A business Rules Engine is a software system that executes business rules in a runtime production environment. The rules might come from legal regulation, company policy, or other sources. A business rule system enables these company policies and other operational decisions to be defined, tested, executed and maintained separately from the application code.

The Camunda Platform, an Enterprise Platform for Workflow and Decision Automation, includes the Camunda Decision Engine (AKA Rules Engine), which is used to execute business-driven decision tables. The Decision Engine executes Decision Model and Notation (DMN) Decision Tables and Decision Requirements Diagrams. With DMN, business stakeholders can define and maintain executable business rules, thereby providing great flexibility and convenience. The Camunda Decision Engine provides pre-built integration with the workflow engine to execute decision tables as part of an automated workflow, or you can use the decision engine completely standalone.

Why do we need a Rules Engine?

Business need to be able to evaluate business expressions as their processes execute, for example, let’s say you need to create a process that looks at your customer’s income, credit history, purchase history, age, and location to give a list of incentives they might be interested in.

You could write a bunch of if-statements in your code, but that’s a spectacularly bad idea. You’d need a developer to interpret the business rules from a business SME, you’d have to hard code all of those, and you’d need to go through your full SDLC when you wanted to make a change.

How are Business Rules captured?

Business folks can write the rules themselves in a format that’s not unlike Excel and invoke that rule at the right time in your process. That’s where DMN, or Decision Modeling Notation, comes in. It’s a standard notation that allows non-technical people to write business rules. That DMN notation is interpreted by the Camunda engine, which efficiently executes the code, applies the rules, and returns the result. Google “Camunda DMN” if you want a tutorial on how to get started with them.

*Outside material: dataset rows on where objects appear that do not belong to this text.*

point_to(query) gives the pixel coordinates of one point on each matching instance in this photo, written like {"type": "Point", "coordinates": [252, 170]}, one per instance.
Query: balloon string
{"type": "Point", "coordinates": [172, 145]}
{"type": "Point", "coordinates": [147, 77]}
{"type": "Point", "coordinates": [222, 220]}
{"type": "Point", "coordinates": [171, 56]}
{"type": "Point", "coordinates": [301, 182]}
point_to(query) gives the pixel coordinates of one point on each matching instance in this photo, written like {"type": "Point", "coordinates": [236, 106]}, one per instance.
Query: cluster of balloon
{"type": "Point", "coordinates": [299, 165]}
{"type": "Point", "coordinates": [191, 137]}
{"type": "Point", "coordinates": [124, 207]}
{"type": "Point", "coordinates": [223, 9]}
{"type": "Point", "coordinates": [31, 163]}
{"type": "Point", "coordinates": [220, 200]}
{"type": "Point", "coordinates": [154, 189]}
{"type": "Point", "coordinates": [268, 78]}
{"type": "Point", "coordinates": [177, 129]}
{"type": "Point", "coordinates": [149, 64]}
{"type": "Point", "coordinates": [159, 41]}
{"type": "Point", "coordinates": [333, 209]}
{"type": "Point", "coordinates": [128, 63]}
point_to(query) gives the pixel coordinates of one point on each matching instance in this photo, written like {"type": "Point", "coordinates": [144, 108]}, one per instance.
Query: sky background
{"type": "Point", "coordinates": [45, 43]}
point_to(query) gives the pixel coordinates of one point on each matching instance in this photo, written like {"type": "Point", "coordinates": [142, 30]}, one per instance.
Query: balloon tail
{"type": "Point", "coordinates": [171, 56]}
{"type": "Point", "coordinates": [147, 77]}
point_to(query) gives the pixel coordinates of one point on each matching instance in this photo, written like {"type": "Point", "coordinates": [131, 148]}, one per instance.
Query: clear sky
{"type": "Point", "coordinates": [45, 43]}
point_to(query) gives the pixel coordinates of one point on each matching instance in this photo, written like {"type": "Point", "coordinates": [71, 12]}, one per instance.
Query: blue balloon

What is the best way to expose captured Business Rules to your processes?

There is Operational Decision Manager (ODM) by IBM, Drools by Redhat, Pega BPM, and many, many, many others. If you need business rules that can be fully managed and governed by non-technical users, these options will not meet requirements. If you need support for fairly small, tactical rules, then Camunda will fit the bill. And there are many other excellent engines out there. The best part of Camunda is, it’s simple, it’s lightweight and friendly.

How does the Camunda Decision Engine work?

Using an Excel table, you would describe the input that results in the output. For example, the first row might be the credit score, the second row might have income, and the third might have a debt to income ratio. These would be inputs. The Fourth row might be the output, which is the loan interest rate we’re offering, and the fifth row might also be output, indicating how long the term of that loan is.